As mentioned by the end of the Evaluation and hyperparameter tuning notebook, what really matters is the stability of the hyperparameters found in the inner cv. If the hyperparameter tuning procedure always select similar values for the hyperparameters, then all is fine. It means that we can deploy a model fit with those hyperparameters and expect that it will have an actual predictive performance close to what we measured in the outer cross-validation.

But it is also possible that some hyperparameters do not matter at all, and as a result in different tuning sessions give different results. In this case, any value will do. This can typically be confirmed by doing a parallel coordinate plot of the results of a large hyperparameter search as seen in this notebook.
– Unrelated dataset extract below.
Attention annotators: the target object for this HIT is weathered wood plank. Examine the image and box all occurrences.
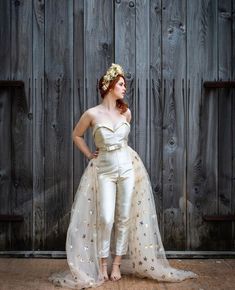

From a deployment point of view, one could also chose to deploy all the models found by the outer cross-validation loop and make them vote to get the final predictions. However this can cause operational problems because it uses more memory and makes computing prediction slower, resulting in a higher computational resource usage per prediction.

Dear Arturo,
Thank you very much for your prompt and enlightening answer. I found the idea of deploying all the models found by the outer cross-validation loop very interesting because it would allow to estimate error bars to the predictions (let me know if I am wrong). However, I do not see how to handle such a deployment. Any suggestion or guide would be very much appreciated even though it is a bit beyond the scope of this course.
Stéphane

I found the idea of deploying all the models found by the outer cross-validation loop very interesting because it would allow to estimate error bars to the predictions (let me know if I am wrong).

The outer loop allows you to estimate the variability (or errors bars if you prefer) of the generalization performance, as a normal cross-validation would do. The difference is that the outer loop of a nested cross-validation additionally takes into account the variability of the generalization performance that is due to the choice of a particular set of hyperparameters.

Take for instance the case of this plot at the end of the Regularization of linear regression model notebook:

alphas

You have a relatively flat sweet spot. It can be described by a horizontal error bar for the equally valid alphas that lie in the range [0.16, 0.18] (computed in the inner loop) and a vertical error bar with the MSE ranging accordingly (computed in the outer loop).

Many thanks, I’ll look at this notebook with lot of interest. To make sure I’ve made myself clear, I would like to estimate an error bar associated to a prediction (model.predict) from unseen data (for example to sample the feature space). So, if I deploy a model and plot Predicted targets vs True targets, how can I associate an error bar (1.96 * std) to each value?

Then maybe you want to take a look at the Quantile regression.

You can also use the quantile loss with gradient boosting which allows you to get additional estimators similarly to the linear quantile regressor.